Death and rebirth? of Liberal Democrat England

 

Nick Clegg - not quite 100 per cent bad news

Today’s humiliating result for the Liberal Democrats -coming sixth with just 8.25 per cent of the vote in Barnsley,Central is a harbinger of a deeper change facing British politics.

Anybody keeping abreast of local  council election results in Labour strongholds will not have been at all surprised to see this collapse of a party  that has broken many of its election promises and got in bed with Labour’s traditional enemy -the Tories.

All that has happened is the Parliamentary lobby has caught up with a dramatic collapse of Liberal Democrats in working class towns and urban areas.

Less than a month ago a Liberal Democrat decided to stand in Worksop for Bassetlaw council and came bottom of the poll with 28 votes. Labour gained the seat from the Tories with 1174 votes. Other pathetic Liberal Democrat showings in the last six months include 67 votes in Bromsgrove, 45 votes in Wednesbury,98 votes in Swindon  and an incredible 10 votes in Rossendale in Lancashire.

 Labour should be pleased because in some of these pathetic showings it is enabling them to take seats from the Conservatives including coming back in Camborne, Cornwall. In other places like Warrington and Liverpool where they are taking seats directly off the Lib Dems they are being returned  with thumping majorities.

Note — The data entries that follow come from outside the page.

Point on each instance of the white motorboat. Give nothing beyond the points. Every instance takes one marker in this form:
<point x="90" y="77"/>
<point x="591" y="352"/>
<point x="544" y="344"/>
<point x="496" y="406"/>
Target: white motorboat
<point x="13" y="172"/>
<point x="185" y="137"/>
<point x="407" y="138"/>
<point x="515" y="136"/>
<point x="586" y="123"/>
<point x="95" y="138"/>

But before everybody gets carried away  with the total destruction of the Lib Dems  there is another story going on  in many (not all) Conservative rural areas. Here slowly but surely the Lib Dems are making GAINS against incumbent Tories in their heartland seats.

Examples  this year include two gains from the Tories -in rural Shropshire and Conwy in Wales. While at the end of last year the Lib Dems took a seat on Fareham council from the Tories with a swing of nearly 30 per cent since the May general election.

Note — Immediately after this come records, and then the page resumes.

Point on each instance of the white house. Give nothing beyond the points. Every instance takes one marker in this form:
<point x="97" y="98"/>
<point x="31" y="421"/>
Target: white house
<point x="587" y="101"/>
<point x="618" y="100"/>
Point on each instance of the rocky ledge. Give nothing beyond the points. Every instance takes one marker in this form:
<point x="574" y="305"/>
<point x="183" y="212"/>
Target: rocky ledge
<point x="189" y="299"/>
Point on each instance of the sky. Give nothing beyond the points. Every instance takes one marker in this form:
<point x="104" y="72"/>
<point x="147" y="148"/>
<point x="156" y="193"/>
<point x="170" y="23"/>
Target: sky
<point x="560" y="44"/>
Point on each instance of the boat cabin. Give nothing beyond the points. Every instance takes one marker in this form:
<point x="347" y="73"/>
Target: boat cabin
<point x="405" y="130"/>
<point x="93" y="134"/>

 Another surprising gain was in rural Newdigate in Surrey where the Lib Dems took a seat from the Conservatives in their Mole Valley heartland. And they beat the Tories to gain a seat on Bodmin Town Council when an independent stood down.

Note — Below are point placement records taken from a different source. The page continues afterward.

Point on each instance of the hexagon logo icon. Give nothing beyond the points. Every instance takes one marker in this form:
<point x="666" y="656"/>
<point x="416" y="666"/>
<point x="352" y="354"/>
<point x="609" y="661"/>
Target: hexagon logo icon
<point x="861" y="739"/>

Of course not every result fits in this pattern, the Tories did gain a seat in South Lakeland from the Lib Dems (where Labour got a pathetic 32 votes) and the Lib Dems did take one seat from Labour in Truro in the same period.

But there does seem to be a bit of a pattern from these scattering of results which will be really tested in May. The scenario appears to be that the Lib Dems will be massacred in major cities by Labour and their collapse in other urban areas will probably cost the Tories control.

But in rural areas it looks like the Lib Dems could hold their own and even, if well organised, make gains from the Tories.

 Nick Clegg’s  and David Law’s realignment of the Liberal Democrats as a right of centre libertarian party appears to be giving confidence to Tory voters to trust them in their traditional heartlands while making Labour the only left of centre show in town. That could make a seismic shift in British politics.